Real-world scenario: A sales manager imports daily sales from a bank CSV. =SUM(D:D) returns 0. Every number in column D has a leading apostrophe from the CSV parser (this forces text storage). Text to Columns → Finish converts the entire column to real numbers in one click, and the sum updates instantly.

Beginner pitfall: Numbers with thousands separators ("1,234,567") or currency symbols ("£1,234") imported from web data will resist =VALUE and *1 because Excel cannot coerce them. Use =NUMBERVALUE(A2, ".", ",") in Microsoft 365, or strip the separators first with =VALUE(SUBSTITUTE(SUBSTITUTE(A2, ",", ""), "£", "")).

8. Extract Data with Formulas

Common extraction tasks:

  • Extract domain from email: =MID(A2, FIND("@",A2)+1, 100).
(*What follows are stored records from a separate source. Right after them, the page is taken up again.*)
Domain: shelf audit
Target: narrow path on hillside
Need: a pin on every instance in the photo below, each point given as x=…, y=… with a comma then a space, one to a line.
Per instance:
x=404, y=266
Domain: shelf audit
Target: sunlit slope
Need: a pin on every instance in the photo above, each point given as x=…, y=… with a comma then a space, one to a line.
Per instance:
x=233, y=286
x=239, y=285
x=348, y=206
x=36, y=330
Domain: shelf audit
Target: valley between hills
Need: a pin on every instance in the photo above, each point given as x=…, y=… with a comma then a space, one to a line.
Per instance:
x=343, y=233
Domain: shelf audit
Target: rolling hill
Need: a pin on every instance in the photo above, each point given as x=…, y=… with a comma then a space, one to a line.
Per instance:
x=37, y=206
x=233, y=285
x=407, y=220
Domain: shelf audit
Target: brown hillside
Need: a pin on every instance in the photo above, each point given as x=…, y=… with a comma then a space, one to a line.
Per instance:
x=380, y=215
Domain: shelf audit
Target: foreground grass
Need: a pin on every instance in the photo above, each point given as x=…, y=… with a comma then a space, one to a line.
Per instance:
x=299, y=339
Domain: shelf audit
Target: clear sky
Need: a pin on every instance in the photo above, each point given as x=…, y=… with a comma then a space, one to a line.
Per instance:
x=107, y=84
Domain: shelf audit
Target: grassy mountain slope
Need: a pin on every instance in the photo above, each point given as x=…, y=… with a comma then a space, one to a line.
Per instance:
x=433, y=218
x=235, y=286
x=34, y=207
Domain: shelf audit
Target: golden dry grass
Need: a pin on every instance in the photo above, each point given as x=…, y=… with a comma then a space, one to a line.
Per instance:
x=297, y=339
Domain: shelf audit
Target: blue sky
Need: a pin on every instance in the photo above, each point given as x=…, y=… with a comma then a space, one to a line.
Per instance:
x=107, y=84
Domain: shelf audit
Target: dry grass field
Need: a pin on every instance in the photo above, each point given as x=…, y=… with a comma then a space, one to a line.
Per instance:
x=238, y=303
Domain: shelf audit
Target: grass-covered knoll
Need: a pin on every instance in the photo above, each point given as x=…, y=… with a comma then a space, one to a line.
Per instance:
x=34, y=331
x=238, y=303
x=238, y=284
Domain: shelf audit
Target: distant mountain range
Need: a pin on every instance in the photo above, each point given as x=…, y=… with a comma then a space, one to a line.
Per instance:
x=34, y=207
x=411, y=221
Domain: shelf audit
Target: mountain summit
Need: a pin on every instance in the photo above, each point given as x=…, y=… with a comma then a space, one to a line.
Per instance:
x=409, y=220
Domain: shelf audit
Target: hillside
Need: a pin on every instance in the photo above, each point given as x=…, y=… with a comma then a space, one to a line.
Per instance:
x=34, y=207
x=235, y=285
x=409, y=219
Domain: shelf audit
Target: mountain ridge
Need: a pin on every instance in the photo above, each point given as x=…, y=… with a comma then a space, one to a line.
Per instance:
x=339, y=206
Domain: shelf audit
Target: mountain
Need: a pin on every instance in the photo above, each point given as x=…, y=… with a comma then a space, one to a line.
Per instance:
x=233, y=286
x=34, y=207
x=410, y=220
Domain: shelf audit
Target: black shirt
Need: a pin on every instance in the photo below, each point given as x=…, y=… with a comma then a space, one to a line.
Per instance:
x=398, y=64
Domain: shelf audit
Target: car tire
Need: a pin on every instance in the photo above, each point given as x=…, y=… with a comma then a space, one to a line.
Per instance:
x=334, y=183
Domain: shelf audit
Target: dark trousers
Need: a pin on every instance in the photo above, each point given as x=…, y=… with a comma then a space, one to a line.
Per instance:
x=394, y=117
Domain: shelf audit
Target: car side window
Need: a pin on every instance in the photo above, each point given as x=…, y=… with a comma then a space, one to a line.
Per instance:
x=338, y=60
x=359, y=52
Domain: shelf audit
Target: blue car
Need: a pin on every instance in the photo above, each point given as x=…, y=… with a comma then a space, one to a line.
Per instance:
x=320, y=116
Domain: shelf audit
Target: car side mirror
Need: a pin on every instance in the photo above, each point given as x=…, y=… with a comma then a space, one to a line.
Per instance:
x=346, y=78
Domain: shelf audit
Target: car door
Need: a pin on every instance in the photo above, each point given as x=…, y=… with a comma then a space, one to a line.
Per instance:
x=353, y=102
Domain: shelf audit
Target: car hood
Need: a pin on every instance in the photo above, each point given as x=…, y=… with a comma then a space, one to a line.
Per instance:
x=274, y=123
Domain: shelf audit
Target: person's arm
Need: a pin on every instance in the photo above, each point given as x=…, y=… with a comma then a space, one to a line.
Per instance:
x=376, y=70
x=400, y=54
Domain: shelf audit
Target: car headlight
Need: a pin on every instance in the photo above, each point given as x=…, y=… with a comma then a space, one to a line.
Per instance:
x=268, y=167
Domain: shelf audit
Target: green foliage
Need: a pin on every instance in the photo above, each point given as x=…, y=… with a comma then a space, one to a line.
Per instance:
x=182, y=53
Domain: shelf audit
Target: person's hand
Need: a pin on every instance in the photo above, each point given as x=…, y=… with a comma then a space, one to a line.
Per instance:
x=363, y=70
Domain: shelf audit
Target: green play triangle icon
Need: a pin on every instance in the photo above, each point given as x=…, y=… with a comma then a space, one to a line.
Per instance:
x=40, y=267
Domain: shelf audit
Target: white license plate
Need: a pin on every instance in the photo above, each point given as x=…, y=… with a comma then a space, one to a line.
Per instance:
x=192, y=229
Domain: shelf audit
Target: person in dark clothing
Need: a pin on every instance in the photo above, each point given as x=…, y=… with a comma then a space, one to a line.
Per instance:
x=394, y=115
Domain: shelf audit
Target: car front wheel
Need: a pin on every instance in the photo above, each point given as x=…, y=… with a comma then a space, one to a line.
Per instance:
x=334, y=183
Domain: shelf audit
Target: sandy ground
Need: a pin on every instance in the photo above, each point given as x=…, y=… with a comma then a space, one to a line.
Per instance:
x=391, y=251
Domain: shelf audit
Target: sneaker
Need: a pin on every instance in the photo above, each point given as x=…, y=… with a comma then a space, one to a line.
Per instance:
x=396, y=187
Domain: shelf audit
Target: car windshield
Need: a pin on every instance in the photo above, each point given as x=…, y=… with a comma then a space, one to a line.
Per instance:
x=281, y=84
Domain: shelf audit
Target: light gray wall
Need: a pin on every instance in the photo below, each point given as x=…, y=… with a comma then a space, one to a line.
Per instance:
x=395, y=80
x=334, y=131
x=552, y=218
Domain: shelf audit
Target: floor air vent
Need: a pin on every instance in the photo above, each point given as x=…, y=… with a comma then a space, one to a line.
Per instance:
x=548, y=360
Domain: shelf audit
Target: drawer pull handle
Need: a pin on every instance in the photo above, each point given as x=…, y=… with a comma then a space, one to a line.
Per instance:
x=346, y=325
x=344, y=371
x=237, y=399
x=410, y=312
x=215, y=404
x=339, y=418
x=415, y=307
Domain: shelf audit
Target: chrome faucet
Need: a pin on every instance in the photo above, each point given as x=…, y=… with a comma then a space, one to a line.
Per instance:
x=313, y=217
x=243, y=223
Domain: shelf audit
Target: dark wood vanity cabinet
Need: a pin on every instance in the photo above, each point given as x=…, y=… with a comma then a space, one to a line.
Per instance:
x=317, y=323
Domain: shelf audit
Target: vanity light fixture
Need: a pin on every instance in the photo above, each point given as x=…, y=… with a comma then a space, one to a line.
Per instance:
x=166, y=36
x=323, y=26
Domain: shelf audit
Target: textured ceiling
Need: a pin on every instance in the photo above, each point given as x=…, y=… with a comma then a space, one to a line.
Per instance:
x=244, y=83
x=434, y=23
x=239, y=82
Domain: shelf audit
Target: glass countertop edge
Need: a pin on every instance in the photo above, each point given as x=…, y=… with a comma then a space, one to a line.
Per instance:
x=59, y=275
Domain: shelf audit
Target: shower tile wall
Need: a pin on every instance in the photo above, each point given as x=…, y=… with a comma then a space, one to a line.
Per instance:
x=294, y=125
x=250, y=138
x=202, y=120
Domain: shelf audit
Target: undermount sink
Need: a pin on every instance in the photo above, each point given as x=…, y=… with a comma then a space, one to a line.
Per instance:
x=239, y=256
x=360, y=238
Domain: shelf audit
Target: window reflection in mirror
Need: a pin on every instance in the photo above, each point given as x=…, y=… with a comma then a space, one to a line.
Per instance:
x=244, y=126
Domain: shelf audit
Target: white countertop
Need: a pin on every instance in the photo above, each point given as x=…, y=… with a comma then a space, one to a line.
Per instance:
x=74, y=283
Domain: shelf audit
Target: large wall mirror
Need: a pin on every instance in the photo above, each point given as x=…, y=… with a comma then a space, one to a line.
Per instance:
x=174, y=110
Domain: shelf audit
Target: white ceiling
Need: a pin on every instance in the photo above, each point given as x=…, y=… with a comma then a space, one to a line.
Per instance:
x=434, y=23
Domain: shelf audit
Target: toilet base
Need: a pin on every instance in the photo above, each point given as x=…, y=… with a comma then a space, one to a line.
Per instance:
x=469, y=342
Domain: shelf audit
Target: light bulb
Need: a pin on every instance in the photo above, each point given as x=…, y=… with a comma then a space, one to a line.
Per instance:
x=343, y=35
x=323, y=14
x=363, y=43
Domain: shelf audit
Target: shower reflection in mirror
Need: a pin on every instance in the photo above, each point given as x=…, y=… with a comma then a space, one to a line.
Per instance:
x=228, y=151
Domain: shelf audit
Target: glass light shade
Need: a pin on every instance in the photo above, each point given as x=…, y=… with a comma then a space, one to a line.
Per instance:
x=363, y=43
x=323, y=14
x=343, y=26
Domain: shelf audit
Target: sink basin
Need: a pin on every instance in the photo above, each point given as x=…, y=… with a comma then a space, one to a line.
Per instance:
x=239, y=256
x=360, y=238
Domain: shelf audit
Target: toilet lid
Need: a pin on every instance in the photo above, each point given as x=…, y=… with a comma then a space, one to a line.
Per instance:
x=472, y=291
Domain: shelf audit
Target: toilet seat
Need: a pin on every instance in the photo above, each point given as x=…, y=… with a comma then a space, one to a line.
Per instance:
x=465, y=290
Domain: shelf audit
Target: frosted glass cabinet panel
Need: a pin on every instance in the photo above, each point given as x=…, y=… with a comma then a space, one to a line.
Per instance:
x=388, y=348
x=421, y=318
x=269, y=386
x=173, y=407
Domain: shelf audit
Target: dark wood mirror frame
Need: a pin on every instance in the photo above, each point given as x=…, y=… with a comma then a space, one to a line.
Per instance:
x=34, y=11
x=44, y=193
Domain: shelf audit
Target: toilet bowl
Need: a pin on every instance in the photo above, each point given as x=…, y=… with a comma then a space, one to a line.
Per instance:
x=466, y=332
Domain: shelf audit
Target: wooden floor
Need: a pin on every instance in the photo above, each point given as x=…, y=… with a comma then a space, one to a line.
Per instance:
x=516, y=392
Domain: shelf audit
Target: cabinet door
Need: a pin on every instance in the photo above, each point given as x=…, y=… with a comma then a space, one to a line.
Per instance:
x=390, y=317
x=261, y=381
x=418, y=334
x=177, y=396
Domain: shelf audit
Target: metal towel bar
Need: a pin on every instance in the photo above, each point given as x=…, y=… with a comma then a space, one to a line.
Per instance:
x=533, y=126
For more formula techniques, see the advanced formulas guide
  • Extract first name: =LEFT(A2, FIND(" ",A2)-1)
  • Extract last name (single-space names): =MID(A2, FIND(" ",A2)+1, 100)
  • Extract numbers from text: =TEXTBEFORE(A2, " ") or =TEXTAFTER(A2, "-") in Microsoft 365; a combination of MID and SEQUENCE for older versions
  • Postcode from a UK address: =TEXTAFTER(A2, ", ", -1) (the -1 takes the last occurrence)

Real-world scenario: A recruiter has 2,400 LinkedIn profile URLs in one column and needs the username for a mail-merge. =TEXTAFTER(A2, "linkedin.com/in/") returns every handle clean in one spill. The same task with old-school LEFT/MID/FIND would take three nested formulas and a lot of off-by-one debugging.

Beginner pitfall: FIND is case-sensitive and errors on a missing match (#VALUE!); SEARCH is case-insensitive and also errors on a missing match. Wrap either in IFERROR(..., "") so a single missing "@" in the email column does not cascade to every downstream formula. For extractions you will run repeatedly, reach for Flash Fill (next section) or Power Query instead — they handle exceptions gracefully where formulas crash.

9. Use Flash Fill

Excel's Flash Fill (Ctrl+E) is magic for pattern-based cleaning. Type the desired result for 2-3 rows in the column next to your source, then press Ctrl+E — Excel detects the pattern and fills the rest. For recurring data cleaning tasks, Power Query can automate the entire process. Flash Fill works for:

  • Name reformatting ("Smith, John" → "John Smith")
  • Extracting parts of strings (pulling "Pune" out of "Pune, Maharashtra, 411001")
  • Combining data from multiple columns ("Priya" + "Sharma" → "Priya Sharma")
  • Reformatting phone numbers and dates (9876543210+91 98765 43210)
  • Masking sensitive data (priya@company.comp****@company.com)

Real-world scenario: A customer-support team needs to reformat 5,000 product SKUs from SKU-2024-AB-001 to AB001-2024. Type the first two outputs by hand, press Ctrl+E, and Excel works out the pattern and fills the remaining 4,998 rows in under a second. A formula solution would need nested TEXTAFTER + TEXTBEFORE and still break on any SKU that has a different number of hyphens.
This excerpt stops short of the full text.